Instructional technology is a blend of information systems and educational theory. I pursued a doctorate in instructional technology and distance education to further my knowledge of education and technology. I was teaching in higher education with a master’s degree and had little knowledge of how to teach at a distance. This drove me to my ultimate educational pursuit — the doctorate.
After starting the program, what did you enjoy and dislike about it?
I enjoyed learning more about principles of distance education and the integration of technology to support learning. Learning at a distance is markedly different than learning face to face.
What type of course work was required for this degree?
Students should expect to complete courses in learning theory, instructional design, technology tools, multimedia development, psychology, and leadership.
What skills from your educational experience do you find are most valuable?
Every course in a program has value. The cornerstone of instructional technology is understanding the principles of learning. Also, the dissertation process teaches one how to think critically and without bias in the pursuit of answers to research questions. One can learn the tools of the trade easily, but it’s a red herring. One can use a scalpel, but that does not make them a physician. Many people think they can “shortcut” formal preparation and just learn an e-learning software’s tools. One quickly learns during the study of instructional technology that knowledge in many disciplines makes one a genuine professional.
Organizations also value depth of expertise to solve challenging learning issues. I often work with organizations frustrated with e-learning results because they were led by someone limited to knowledge of a software tool.

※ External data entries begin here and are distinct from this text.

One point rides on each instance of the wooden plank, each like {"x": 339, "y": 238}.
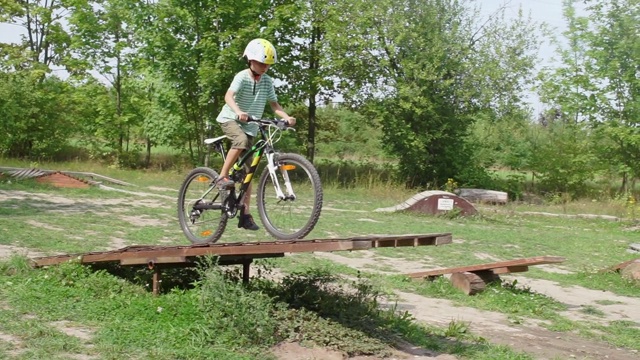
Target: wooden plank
{"x": 175, "y": 254}
{"x": 468, "y": 282}
{"x": 510, "y": 269}
{"x": 516, "y": 265}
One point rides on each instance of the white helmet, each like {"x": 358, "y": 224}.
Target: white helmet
{"x": 261, "y": 50}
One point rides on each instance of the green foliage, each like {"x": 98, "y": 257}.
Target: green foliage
{"x": 432, "y": 73}
{"x": 37, "y": 115}
{"x": 568, "y": 170}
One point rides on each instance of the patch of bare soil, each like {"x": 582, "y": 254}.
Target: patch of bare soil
{"x": 496, "y": 328}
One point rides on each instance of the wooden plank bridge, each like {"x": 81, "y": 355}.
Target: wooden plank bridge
{"x": 156, "y": 257}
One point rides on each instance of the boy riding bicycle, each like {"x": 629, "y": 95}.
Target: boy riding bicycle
{"x": 246, "y": 97}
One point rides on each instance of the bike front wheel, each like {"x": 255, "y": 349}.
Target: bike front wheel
{"x": 294, "y": 211}
{"x": 200, "y": 208}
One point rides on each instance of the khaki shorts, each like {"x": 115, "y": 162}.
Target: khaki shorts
{"x": 239, "y": 139}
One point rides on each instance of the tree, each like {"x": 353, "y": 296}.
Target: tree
{"x": 615, "y": 49}
{"x": 428, "y": 68}
{"x": 45, "y": 41}
{"x": 301, "y": 27}
{"x": 102, "y": 42}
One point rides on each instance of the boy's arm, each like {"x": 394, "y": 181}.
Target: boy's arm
{"x": 230, "y": 99}
{"x": 277, "y": 109}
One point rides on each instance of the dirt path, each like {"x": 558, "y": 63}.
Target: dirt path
{"x": 530, "y": 337}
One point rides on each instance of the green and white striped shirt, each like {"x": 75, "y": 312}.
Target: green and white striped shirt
{"x": 251, "y": 98}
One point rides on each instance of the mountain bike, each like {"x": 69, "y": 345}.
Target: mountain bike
{"x": 288, "y": 195}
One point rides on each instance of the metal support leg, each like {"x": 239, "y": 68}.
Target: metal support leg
{"x": 156, "y": 280}
{"x": 246, "y": 267}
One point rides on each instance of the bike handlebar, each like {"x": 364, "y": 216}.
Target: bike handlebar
{"x": 281, "y": 124}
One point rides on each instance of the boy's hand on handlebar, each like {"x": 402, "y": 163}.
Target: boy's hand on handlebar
{"x": 243, "y": 116}
{"x": 291, "y": 121}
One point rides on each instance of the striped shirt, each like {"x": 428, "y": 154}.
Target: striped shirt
{"x": 251, "y": 98}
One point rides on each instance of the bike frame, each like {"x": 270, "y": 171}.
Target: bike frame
{"x": 258, "y": 150}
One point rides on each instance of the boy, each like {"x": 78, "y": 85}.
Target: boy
{"x": 247, "y": 96}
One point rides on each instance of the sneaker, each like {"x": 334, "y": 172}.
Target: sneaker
{"x": 246, "y": 222}
{"x": 224, "y": 183}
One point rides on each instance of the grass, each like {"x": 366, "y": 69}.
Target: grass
{"x": 207, "y": 314}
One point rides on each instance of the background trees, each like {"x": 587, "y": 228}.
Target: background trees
{"x": 432, "y": 88}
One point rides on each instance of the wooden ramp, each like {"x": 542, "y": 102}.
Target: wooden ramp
{"x": 473, "y": 279}
{"x": 155, "y": 257}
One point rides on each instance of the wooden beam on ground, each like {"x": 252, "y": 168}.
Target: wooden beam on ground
{"x": 473, "y": 279}
{"x": 503, "y": 267}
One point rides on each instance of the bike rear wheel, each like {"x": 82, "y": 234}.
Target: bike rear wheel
{"x": 292, "y": 217}
{"x": 200, "y": 211}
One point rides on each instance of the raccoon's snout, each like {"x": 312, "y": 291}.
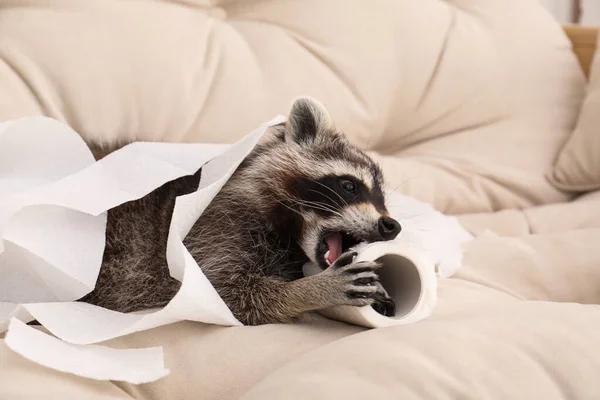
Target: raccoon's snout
{"x": 388, "y": 228}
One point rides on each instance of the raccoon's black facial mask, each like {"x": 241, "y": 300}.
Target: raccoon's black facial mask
{"x": 331, "y": 190}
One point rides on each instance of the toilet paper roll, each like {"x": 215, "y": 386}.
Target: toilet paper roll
{"x": 408, "y": 275}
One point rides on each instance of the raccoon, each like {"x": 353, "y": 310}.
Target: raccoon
{"x": 303, "y": 194}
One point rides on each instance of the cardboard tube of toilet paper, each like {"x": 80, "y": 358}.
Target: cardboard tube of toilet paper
{"x": 408, "y": 275}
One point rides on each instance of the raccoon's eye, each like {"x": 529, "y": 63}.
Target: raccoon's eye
{"x": 348, "y": 186}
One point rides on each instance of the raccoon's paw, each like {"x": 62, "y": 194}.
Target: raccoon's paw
{"x": 353, "y": 283}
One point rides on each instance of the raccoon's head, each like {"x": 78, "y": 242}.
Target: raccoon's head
{"x": 319, "y": 189}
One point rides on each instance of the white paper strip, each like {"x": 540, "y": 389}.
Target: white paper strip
{"x": 52, "y": 226}
{"x": 96, "y": 362}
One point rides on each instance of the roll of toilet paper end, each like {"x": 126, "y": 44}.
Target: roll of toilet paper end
{"x": 408, "y": 275}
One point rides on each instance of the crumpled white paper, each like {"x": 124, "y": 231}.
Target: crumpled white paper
{"x": 53, "y": 203}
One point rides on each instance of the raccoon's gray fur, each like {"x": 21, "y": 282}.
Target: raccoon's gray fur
{"x": 303, "y": 191}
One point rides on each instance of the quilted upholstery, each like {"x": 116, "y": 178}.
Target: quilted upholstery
{"x": 466, "y": 105}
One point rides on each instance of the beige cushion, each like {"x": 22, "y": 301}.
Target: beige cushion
{"x": 466, "y": 104}
{"x": 578, "y": 165}
{"x": 506, "y": 326}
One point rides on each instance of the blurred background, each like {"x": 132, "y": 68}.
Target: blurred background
{"x": 584, "y": 12}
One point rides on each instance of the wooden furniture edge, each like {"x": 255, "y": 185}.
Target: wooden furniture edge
{"x": 584, "y": 40}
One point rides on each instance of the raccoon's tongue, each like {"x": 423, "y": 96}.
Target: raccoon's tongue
{"x": 334, "y": 245}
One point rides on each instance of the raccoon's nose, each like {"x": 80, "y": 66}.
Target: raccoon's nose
{"x": 389, "y": 228}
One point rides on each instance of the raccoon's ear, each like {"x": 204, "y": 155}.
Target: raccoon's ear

What advice would you give to others who are interested in studying instructional technology?
I would advise them first to follow their passion. If it’s learning and technology, instructional technology is a growing field within education. Opportunities exist not only in formal education organizations, but also in corporate and government. They key is to complete the program of study to demonstrate ones commitment and gain entry to the field.
There are many programs out there, but make sure to attend one accredited by one of the regional accrediting bodies. Students selecting a program should understand caveat emptor: let the buyer beware. There are vast differences across programs. Take the time to understand your needs, goals, and how the program can be a launch pad to your career.